In South America, the disease is usually only contracted in dense rain forests where monkeys are present, so it is sometimes called jungle yellow fever. People are most at risk for getting a bite from an infected mosquito during the day, and everyone going into jungle areas of South America are warned to wear insect repellent and spray their sleeping quarters.
Yellow fever contracted in Africa is usually passed from person to person via mosquito bite and is called urban yellow fever. Occasional outbreaks occur in various parts of the continent, and people are just as likely to become infected in a city or town as in jungle areas. Standard precautions should be taken to avoid getting bitten by a mosquito and infected. In particular, people should be wary of bites during the day, use insect repellent with DEET, and spray beds, bed nets, and clothing with insecticide.

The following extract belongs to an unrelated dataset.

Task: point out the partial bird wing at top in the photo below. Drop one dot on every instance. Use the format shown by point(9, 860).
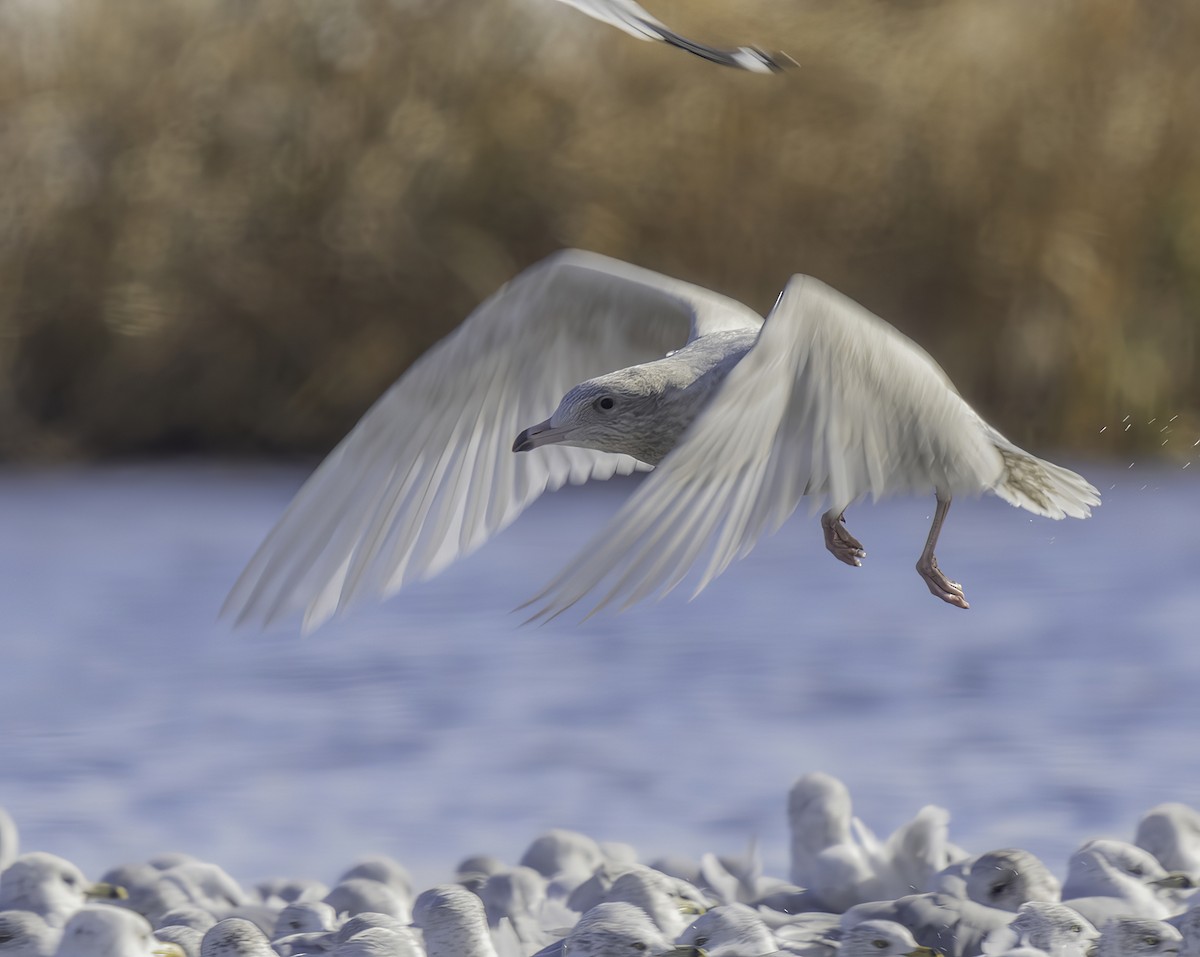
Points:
point(630, 17)
point(832, 402)
point(427, 475)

In the past, this disease caused great problems in other areas of the world. Epidemics during the Spanish American War, and particularly the epidemic in Philadelphia in the 19th century, killed thousands of people. Early in the 20th century, scientists discovered the cause of yellow fever, and soon afterward, a vaccine was developed that has essentially eradicated the disease in the US and other parts of the world. Vaccines are less available to people in poorer areas. Thus parts of Africa and South America are prime targets for contracting the disease because people do not have the vaccine available.
Anyone traveling to an area where yellow fever is a problem should receive a vaccination that protects the person for up to ten years. People traveling from areas where the disease is found may also need to be cleared of being contagious with the disease, and may require a vaccination before they are admitted to countries free of the virus to avoid spreading it.